Cost Control Is Architecture, Not Discounts
Quick summary: Savings Plans and Reserved Instances reduce the rate you pay. Architecture determines the volume you pay at. The most durable cost reductions in AWS come from designing systems that structurally generate less spend — not from negotiating a lower price for the same behavior.
Key Takeaways
- The most durable cost reductions in AWS come from designing systems that structurally generate less spend — not from negotiating a lower price for the same behavior
- The most durable cost reductions in AWS come from designing systems that structurally generate less spend — not from negotiating a lower price for the same behavior

Table of Contents
Part 8 of 8: The AWS Cost Trap — Why Your Bill Keeps Surprising You
When AWS bills exceed expectations, the most common first response is to look for discounts: purchase Reserved Instances, sign up for Savings Plans, negotiate an Enterprise Discount Program. These are valid tools. A one-year Compute Savings Plan can reduce EC2 costs by 30–40% compared to on-demand pricing. Reserved Instances for predictable workloads reduce costs further.
But discounts reduce the rate you pay. They do not reduce the volume of resources you consume. A system that generates $100,000 per month in on-demand compute costs will cost $60,000–$70,000 per month with a Savings Plan — still expensive, and still growing linearly with scale. The architectural patterns that generated $100,000 in compute costs are unchanged. As you grow, you will return to $100,000 and beyond, but now with a committed spend that cannot be reduced without forfeiting commitment fees.
Durable cost reduction requires changing the architecture: reducing the volume of resources consumed, not just the price per unit. The playbook for this is a set of structural patterns — each one targeting a specific cost driver identified in the previous posts in this series.
Reduce Cross-AZ Chatter
Inter-Availability Zone data transfer is charged per GB in both directions. In microservices architectures, east-west traffic between services in different AZs generates continuous transfer charges. The fix is architectural: locality-aware routing.

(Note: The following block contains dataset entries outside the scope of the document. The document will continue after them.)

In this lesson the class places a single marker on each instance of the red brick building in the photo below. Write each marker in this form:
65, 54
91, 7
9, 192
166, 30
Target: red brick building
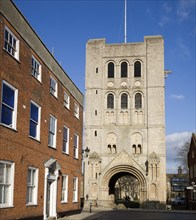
191, 190
41, 117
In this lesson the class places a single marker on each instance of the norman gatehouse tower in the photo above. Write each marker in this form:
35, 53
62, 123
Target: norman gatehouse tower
125, 121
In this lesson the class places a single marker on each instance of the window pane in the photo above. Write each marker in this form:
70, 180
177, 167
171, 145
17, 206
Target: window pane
75, 140
29, 177
2, 172
51, 137
110, 101
6, 194
1, 194
110, 70
65, 134
137, 69
6, 115
123, 69
33, 129
52, 125
138, 100
6, 35
8, 96
124, 101
8, 173
34, 112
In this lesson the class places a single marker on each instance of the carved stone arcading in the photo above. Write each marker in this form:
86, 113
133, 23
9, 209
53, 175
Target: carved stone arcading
123, 158
153, 158
95, 157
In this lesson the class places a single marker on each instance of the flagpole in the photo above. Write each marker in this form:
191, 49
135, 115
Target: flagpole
125, 21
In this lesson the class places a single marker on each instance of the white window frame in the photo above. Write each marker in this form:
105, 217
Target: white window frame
76, 110
76, 147
38, 122
66, 141
66, 100
9, 46
52, 132
14, 109
64, 189
53, 87
33, 186
9, 184
35, 68
75, 189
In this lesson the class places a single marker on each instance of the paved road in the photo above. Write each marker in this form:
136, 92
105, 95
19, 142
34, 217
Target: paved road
142, 215
135, 214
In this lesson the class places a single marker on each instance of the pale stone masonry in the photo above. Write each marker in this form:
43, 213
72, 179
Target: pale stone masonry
125, 119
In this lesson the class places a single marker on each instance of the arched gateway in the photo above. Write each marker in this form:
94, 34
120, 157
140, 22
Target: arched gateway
107, 187
124, 133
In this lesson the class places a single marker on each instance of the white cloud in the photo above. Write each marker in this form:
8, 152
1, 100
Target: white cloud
166, 7
172, 142
165, 18
184, 50
184, 9
178, 97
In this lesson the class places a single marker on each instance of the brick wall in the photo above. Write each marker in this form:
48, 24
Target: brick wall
17, 146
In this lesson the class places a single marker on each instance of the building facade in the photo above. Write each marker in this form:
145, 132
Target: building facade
41, 117
176, 187
125, 120
191, 190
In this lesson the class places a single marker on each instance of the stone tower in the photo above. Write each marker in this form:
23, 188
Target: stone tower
125, 120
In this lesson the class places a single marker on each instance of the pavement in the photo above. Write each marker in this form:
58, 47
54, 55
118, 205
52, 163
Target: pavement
97, 213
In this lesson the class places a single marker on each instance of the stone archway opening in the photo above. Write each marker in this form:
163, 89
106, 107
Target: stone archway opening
109, 192
125, 187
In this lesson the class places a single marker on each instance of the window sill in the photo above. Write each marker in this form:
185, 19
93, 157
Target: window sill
76, 117
55, 96
67, 154
54, 148
64, 202
6, 126
6, 206
68, 108
11, 55
34, 139
31, 204
36, 79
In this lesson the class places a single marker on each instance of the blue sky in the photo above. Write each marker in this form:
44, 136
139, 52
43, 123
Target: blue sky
66, 25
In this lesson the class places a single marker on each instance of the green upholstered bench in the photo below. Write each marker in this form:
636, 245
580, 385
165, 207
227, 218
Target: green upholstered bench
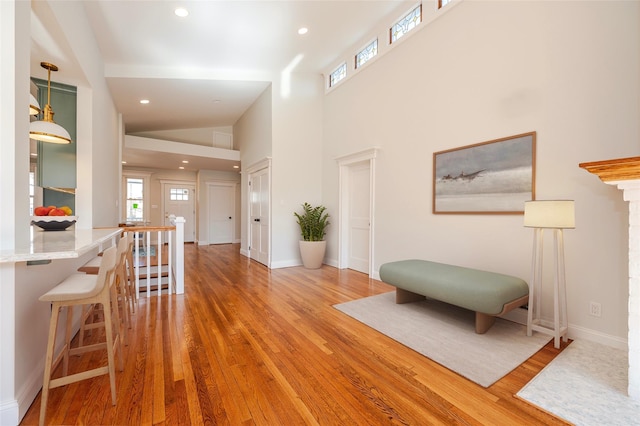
487, 293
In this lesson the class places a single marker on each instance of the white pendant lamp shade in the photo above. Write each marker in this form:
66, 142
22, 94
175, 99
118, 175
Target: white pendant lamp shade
46, 130
34, 106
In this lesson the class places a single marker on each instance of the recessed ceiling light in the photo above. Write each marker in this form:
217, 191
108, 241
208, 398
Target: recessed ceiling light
181, 12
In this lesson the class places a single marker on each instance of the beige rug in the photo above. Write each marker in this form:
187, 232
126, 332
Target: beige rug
586, 385
446, 334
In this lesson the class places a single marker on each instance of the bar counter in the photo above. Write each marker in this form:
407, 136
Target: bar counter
51, 245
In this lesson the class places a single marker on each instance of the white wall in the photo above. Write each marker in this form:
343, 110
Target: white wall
485, 70
14, 183
252, 135
297, 160
197, 136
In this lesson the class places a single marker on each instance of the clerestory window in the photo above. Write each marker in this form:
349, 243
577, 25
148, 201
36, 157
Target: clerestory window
406, 24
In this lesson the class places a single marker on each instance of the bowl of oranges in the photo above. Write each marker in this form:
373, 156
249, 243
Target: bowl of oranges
52, 218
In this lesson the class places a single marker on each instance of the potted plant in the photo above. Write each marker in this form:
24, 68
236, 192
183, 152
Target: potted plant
313, 222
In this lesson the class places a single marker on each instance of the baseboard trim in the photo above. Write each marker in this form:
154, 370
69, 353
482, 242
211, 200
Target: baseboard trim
9, 412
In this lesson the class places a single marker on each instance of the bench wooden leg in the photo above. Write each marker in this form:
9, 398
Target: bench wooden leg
405, 296
484, 322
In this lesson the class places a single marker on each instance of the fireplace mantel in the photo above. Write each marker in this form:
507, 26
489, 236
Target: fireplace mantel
615, 170
625, 174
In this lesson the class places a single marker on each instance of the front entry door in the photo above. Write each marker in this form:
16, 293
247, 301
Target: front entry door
179, 200
221, 213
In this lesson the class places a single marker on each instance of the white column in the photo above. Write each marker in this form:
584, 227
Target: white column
631, 193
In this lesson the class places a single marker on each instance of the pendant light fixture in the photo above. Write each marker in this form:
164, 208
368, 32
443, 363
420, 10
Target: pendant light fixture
46, 130
34, 106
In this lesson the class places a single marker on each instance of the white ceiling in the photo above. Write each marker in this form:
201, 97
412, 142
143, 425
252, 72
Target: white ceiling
206, 69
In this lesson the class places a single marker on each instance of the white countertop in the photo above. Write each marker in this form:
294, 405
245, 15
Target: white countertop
49, 245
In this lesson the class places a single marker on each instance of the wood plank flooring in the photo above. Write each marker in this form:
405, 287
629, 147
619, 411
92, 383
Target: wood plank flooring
248, 346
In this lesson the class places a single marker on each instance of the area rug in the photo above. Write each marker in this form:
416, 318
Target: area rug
586, 385
446, 334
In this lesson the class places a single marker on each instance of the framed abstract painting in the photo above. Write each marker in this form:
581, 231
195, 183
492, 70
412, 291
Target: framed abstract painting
493, 177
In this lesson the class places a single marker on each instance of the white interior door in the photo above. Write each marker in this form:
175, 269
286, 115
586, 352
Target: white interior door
221, 213
359, 213
259, 209
356, 215
179, 200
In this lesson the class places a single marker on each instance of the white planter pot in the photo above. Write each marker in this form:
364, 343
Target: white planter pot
312, 253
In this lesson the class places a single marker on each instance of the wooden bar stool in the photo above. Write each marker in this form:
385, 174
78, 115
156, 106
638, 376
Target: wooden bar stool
82, 289
90, 312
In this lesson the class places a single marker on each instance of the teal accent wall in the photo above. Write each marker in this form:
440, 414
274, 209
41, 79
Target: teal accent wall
56, 164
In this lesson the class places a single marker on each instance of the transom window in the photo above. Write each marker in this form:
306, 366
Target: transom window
338, 74
179, 194
406, 24
367, 53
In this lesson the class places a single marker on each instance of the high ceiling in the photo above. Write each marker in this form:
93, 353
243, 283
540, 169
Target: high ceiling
206, 69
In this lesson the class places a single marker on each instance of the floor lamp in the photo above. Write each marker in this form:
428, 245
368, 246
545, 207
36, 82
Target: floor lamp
555, 215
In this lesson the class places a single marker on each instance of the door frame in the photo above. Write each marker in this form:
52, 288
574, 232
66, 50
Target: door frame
228, 184
344, 163
251, 170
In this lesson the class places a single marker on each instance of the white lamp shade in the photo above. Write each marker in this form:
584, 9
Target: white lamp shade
34, 106
48, 131
549, 214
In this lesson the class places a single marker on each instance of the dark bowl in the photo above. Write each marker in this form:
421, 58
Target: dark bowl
53, 223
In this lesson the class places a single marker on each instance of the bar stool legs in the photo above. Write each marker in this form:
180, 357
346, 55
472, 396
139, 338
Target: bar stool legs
80, 289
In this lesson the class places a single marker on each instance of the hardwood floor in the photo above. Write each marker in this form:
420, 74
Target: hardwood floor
245, 345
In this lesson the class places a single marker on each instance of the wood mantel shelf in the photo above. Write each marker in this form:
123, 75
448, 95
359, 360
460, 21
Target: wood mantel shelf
614, 170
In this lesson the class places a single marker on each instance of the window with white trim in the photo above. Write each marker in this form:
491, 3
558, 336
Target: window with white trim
135, 200
367, 53
406, 24
338, 74
179, 194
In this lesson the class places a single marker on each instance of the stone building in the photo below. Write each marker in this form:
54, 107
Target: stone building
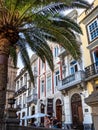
60, 93
89, 23
12, 72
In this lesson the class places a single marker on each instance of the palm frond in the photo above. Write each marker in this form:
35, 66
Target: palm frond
13, 54
38, 43
25, 58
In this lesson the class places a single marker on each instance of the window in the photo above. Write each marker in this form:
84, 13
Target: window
56, 51
42, 65
49, 83
17, 85
25, 79
42, 86
20, 101
57, 77
24, 100
93, 30
73, 67
21, 82
95, 57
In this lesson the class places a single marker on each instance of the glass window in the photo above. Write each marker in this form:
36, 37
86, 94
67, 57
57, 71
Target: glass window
56, 51
21, 82
73, 67
25, 79
42, 86
49, 83
93, 30
57, 77
24, 100
17, 85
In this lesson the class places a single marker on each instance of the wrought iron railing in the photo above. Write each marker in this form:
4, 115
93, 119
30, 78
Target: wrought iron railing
91, 70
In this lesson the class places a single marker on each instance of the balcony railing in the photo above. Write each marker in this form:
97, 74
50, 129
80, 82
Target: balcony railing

AZ affinity in ECS. When ECS tasks call other ECS services, configure the AWS Cloud Map service discovery or the Application Load Balancer to prefer targets in the same AZ as the calling task. ECS Service Connect supports traffic routing with AZ awareness. The goal is that a task in us-east-1a calls other tasks in us-east-1a rather than tasks in us-east-1b or us-east-1c.
Topology-aware routing in Kubernetes. EKS (Kubernetes 1.21+) supports topology-aware routing via the service.kubernetes.io/topology-mode: Auto annotation on Services. When enabled, kube-proxy prefers endpoints in the same zone as the calling pod. This reduces cross-AZ service-mesh traffic without changing application code.
Placement groups for tightly coupled EC2. A cluster placement group ensures that EC2 instances are placed on hardware within the same availability zone and as close together as possible. For workloads with high-bandwidth, low-latency requirements between a fixed set of instances — HPC, distributed databases, large in-memory caches — placement groups both reduce cross-AZ transfer charges and improve performance.
The tradeoff: AZ affinity reduces resilience. A system that strictly routes traffic within AZ will experience degraded capacity if that AZ has an outage. The correct design is a soft preference — prefer same-AZ, but fall back to cross-AZ — rather than strict locality that creates a single-AZ dependency. All the mechanisms above support soft preferences; use them that way.
Eliminate Unnecessary NAT Gateway Traffic
As discussed in Part 2, NAT Gateway charges per GB processed. Any private subnet resource calling an AWS service through NAT Gateway is generating avoidable costs. VPC Endpoints route that traffic directly through the AWS network without NAT processing charges.
Gateway Endpoints (free):
- Amazon S3
- Amazon DynamoDB
Interface Endpoints (hourly + per-GB charge, but lower than NAT):
- AWS Secrets Manager
- AWS Systems Manager (SSM)
- Amazon ECR (container image pulls)
- Amazon CloudWatch Logs
- AWS STS
- Amazon SQS
- Amazon SNS
The decision rule: for any AWS service your private-subnet resources call more than a few times per day, evaluate whether a VPC Endpoint reduces costs compared to NAT Gateway processing charges. For S3 and DynamoDB specifically, Gateway Endpoints are always the right choice — they are free, they improve performance, and they eliminate NAT Gateway processing on what are typically the highest-volume inter-service calls.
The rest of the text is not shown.